Schütze tötete 14 Menschen an Prager Universität

Polizeipräsident

Feuerwehrfahrzeuge und Krankenwagen stehen am Ufer vor der Karlsuniversität. An einer Hochschule in der Prager Innenstadt sollen Schüsse gefallen sein. Foto: Deml Ondøej/Ctk/dpa
Feuerwehrfahrzeuge und Krankenwagen stehen am Ufer vor der Karlsuniversität. An einer Hochschule in der Prager Innenstadt sollen Schüsse gefallen sein. Foto: Deml Ondøej/Ctk/dpa

PRAG: Ein Schütze hat an einer Universität in der Prager Innenstadt das Feuer eröffnet und 14 Menschen getötet. Auch der mutmaßliche Täter sei tot, teilte Polizeipräsident Martin Vondrasek am Donnerstag mit. Man gehe davon aus, dass es sich um einen Studenten der Hochschule handele, der kurz zuvor seinen Vater ermordet habe und deswegen gesucht worden sei. Der junge Mann habe sich wahrscheinlich von Amokläufen im Ausland inspirieren lassen. Offizielle Informationen zu den Umständen seines Todes und einem möglichen Motiv gab es zunächst nicht.

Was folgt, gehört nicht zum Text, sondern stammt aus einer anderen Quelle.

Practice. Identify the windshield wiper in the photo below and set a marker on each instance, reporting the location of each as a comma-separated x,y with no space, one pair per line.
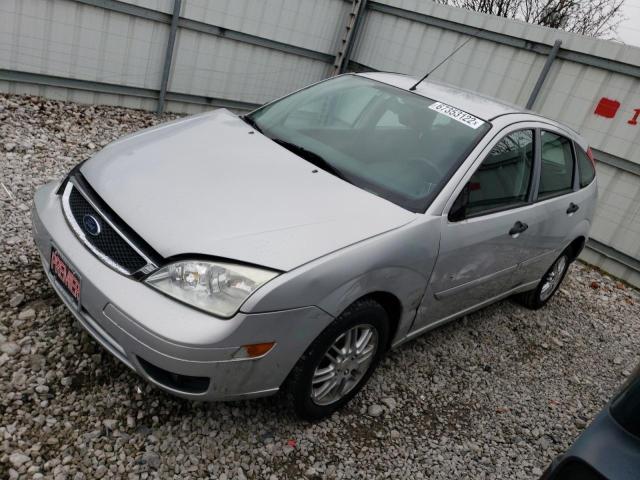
251,122
311,157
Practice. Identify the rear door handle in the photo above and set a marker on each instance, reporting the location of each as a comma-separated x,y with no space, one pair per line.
518,228
572,208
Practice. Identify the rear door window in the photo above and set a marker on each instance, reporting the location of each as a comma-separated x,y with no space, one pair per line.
585,168
556,172
504,178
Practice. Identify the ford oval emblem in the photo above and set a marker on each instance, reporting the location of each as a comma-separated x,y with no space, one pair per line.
91,225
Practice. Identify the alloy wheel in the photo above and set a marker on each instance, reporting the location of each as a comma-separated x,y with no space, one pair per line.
553,278
344,364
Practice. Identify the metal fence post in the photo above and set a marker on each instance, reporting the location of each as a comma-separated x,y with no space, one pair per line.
341,62
543,74
168,58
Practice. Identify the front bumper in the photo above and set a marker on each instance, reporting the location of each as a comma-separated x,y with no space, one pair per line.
164,341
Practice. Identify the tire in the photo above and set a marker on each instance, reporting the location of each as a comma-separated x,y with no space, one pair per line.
307,398
538,297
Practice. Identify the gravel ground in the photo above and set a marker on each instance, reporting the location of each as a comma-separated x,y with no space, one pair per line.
494,395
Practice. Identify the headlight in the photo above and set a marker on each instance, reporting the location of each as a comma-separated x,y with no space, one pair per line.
217,287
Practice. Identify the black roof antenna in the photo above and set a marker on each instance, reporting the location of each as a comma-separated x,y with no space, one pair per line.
473,35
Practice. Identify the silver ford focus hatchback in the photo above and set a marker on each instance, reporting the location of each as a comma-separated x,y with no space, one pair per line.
227,257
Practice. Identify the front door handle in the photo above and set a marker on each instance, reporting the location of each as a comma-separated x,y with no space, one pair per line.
517,229
573,208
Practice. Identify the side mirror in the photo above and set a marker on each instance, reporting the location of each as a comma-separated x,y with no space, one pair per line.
458,210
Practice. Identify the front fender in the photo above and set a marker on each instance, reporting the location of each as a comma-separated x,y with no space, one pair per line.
397,262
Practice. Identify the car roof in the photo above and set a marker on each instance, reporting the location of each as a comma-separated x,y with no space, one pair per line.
481,106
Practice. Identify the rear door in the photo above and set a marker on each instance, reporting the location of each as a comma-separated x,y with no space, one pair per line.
558,202
482,245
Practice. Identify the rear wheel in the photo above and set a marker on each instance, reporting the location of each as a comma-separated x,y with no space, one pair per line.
340,361
539,296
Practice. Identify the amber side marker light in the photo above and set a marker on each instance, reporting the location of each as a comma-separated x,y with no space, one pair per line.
254,350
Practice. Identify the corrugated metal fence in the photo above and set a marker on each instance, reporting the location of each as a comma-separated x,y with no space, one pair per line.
241,53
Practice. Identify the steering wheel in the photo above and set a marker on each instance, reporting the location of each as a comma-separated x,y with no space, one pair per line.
426,168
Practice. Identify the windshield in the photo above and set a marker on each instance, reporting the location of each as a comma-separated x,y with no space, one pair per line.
393,143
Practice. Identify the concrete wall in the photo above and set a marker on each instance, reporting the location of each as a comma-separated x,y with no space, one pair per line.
241,53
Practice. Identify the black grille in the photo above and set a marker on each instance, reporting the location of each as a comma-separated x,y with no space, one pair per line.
107,241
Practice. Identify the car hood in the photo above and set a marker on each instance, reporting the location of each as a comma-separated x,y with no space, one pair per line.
210,184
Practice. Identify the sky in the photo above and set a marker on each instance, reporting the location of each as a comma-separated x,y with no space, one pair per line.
629,29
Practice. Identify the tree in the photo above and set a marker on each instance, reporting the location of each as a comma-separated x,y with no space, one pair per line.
597,18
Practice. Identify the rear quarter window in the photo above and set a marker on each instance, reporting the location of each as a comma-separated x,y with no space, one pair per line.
556,173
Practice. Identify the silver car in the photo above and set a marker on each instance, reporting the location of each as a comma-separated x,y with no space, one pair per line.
227,257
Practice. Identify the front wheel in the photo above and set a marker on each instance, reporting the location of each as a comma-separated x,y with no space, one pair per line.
549,284
340,361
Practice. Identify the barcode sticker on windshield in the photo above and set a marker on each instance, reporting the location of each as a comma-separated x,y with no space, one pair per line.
458,115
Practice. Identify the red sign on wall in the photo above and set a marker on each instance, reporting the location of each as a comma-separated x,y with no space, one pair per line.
607,108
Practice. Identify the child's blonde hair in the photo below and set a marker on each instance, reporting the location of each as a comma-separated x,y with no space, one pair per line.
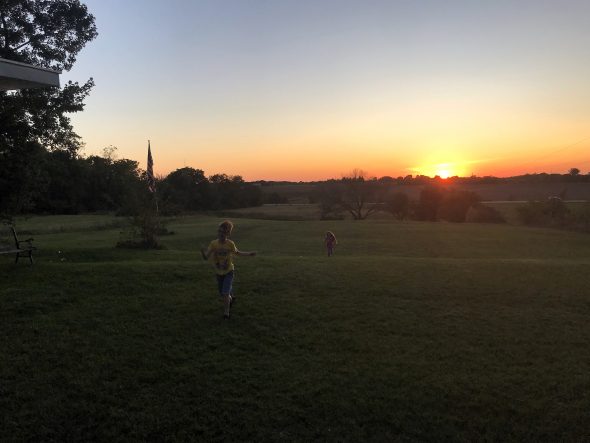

Zuvor hatte die Polizei von mindestens 15 Toten gesprochen. Nach den neuen Angaben wurden 25 Menschen verletzt, davon mindestens zehn schwer bis lebensgefährlich. Der tschechische Innenminister Vit Rakusan sagte im öffentlich-rechtlichen Fernsehen CT, es gebe keine Hinweise auf einen zweiten Täter oder auf einen terroristischen Hintergrund. Es habe sich um einen einsamen Schützen gehandelt, sagte Regierungschef Petr Fiala. Es dürfte der schlimmste Schusswaffenangriff in der Geschichte der seit 1993 unabhängigen Tschechischen Republik gewesen sein.

Bundeskanzler Olaf Scholz zeigte sich tief bestürzt über die schrecklichen Nachrichten aus Prag. «Unsere Gedanken sind bei den Familien und Freunden der Opfer, unser Mitgefühl gilt unseren tschechischen Freundinnen und Freunden», schrieb der SPD-Politiker beim Kurznachrichtendienst X. EU-Kommissionspräsidentin Ursula von der Leyen verurteilte die sinnlose Gewalt. Ähnlich äußerten sich die Präsidenten Frankreichs, der Slowakei, der Ukraine und Israels sowie zahlreiche weitere Spitzenpolitiker.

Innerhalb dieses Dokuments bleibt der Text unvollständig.